I'm trying to find millions of points inside a half-dozen polygons. Here is my code:
def find_shape(longitude,latitude): if longitude != 0 and latitude != 0: point = shapely.geometry.Point(longitude,latitude) else: return "Unknown" for current_shape in all_shapes: if current_shape['bounding_box'].contains(point): if current_shape['shape'].contains(point): return current_shape['properties']['ShapeName'] break return "Unknown"
I read other questions regarding performance improvements for point-to-polygon queries spectacularly. They offer rtrees. However, this seems to be useful for cases where there are many polygons ( 36,000 in one question , 100,000 in another ), and it is not advisable to iterate over them.
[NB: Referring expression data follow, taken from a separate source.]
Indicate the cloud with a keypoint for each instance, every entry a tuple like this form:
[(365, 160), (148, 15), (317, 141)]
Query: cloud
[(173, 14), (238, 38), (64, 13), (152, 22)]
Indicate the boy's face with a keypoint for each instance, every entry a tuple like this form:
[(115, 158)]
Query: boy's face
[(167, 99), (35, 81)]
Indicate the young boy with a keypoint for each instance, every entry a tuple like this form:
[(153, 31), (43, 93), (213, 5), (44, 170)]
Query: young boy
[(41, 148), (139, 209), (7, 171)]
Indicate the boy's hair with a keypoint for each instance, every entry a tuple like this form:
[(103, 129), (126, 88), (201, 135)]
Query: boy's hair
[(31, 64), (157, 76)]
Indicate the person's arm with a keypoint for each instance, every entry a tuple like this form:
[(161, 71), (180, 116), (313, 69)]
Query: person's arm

I am already creating a bounding box, as you can see. Here is my form setup code:
with fiona.open(SHAPEFILE) as f_col: all_shapes = [] for shapefile_record in f_col: current_shape = {} current_shape['shape'] = shapely.geometry.asShape(shapefile_record['geometry']) minx, miny, maxx, maxy = current_shape['shape'].bounds current_shape['bounding_box'] = shapely.geometry.box(minx, miny, maxx, maxy) current_shape['properties'] = shapefile_record['properties'] all_shapes.append(current_shape)
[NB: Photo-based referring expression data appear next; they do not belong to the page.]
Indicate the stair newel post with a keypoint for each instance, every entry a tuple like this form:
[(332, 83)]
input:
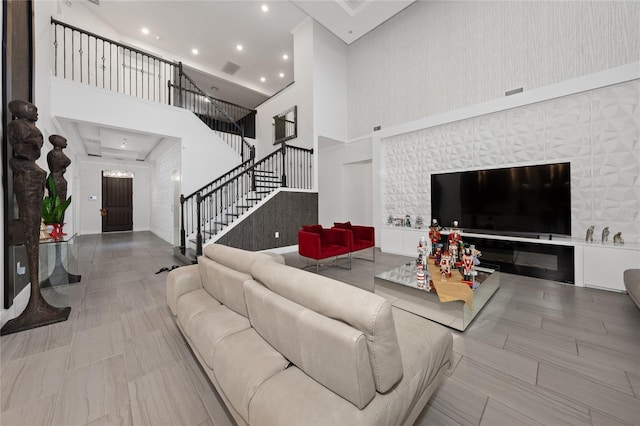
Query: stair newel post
[(284, 164), (183, 238), (199, 224), (180, 100)]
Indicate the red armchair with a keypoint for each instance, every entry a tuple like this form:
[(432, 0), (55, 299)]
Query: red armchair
[(362, 237), (316, 242)]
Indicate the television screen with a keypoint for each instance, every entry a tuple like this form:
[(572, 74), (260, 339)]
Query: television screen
[(515, 200)]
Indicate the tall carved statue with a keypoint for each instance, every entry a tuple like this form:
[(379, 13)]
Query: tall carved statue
[(58, 163), (28, 182)]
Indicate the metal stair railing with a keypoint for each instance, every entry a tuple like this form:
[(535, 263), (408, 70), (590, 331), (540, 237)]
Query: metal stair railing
[(216, 209), (216, 114), (87, 58)]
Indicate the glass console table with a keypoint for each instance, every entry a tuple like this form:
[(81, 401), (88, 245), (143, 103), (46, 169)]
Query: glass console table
[(399, 286)]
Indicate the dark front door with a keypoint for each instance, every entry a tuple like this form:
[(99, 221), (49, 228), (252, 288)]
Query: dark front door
[(117, 204)]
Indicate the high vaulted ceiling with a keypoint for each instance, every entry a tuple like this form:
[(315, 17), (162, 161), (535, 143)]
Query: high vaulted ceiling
[(215, 28)]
Would it also be useful to check out another very simplified version of the form , namely one of the largest inscribed rectangle (or maybe a triangle)?
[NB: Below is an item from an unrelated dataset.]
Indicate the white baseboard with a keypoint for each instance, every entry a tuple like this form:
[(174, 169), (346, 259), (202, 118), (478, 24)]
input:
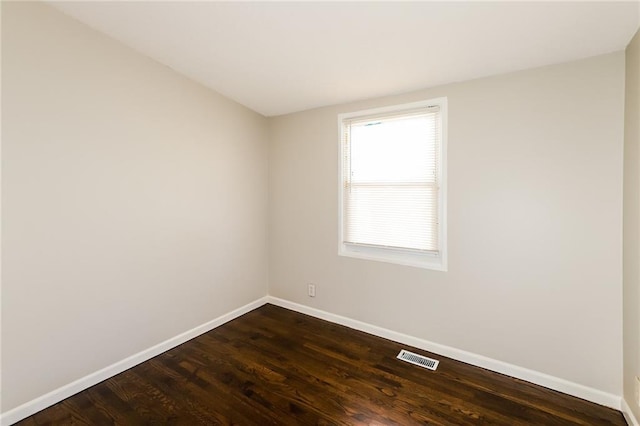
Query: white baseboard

Checking beautiful documents, there is no function for this. Perhaps some simplify() settings? Of course, I always want to make sure that the new simplified form does not go beyond the original form, so I do not need to call contains() on the actual figure. I also think that I want to make the new simplified form as simple as possible for speed.
Any other suggestions are also welcome. Thanks!
EDIT : awaiting answers, I applied this idea to create a simplified form that meets my requirements:
current_shape['simple_shape'] = current_shape['shape'].simplify(.5) current_shape['simple_shape'] = current_shape['simple_shape'].intersection(current_shape['shape'])
Here's how I use it when testing each point:
if current_shape['simple_shape'].contains(point): return current_shape['properties']['ShapeName'] elif current_shape['shape'].contains(point): return current_shape['properties']['ShapeName']
This is not ideal, because the form is not as simple as it can be after performing the necessary intersection() . However, this approach has reduced processing time by 60%. In my tests, a simple polygon is used on 85% of point queries.
EDIT 2 . Another related question regarding GIS StackExchange: Python efficiency - we need more efficient ways to use OGR and Shapely . This refers to 1.5 million points in about 3,000 polygons.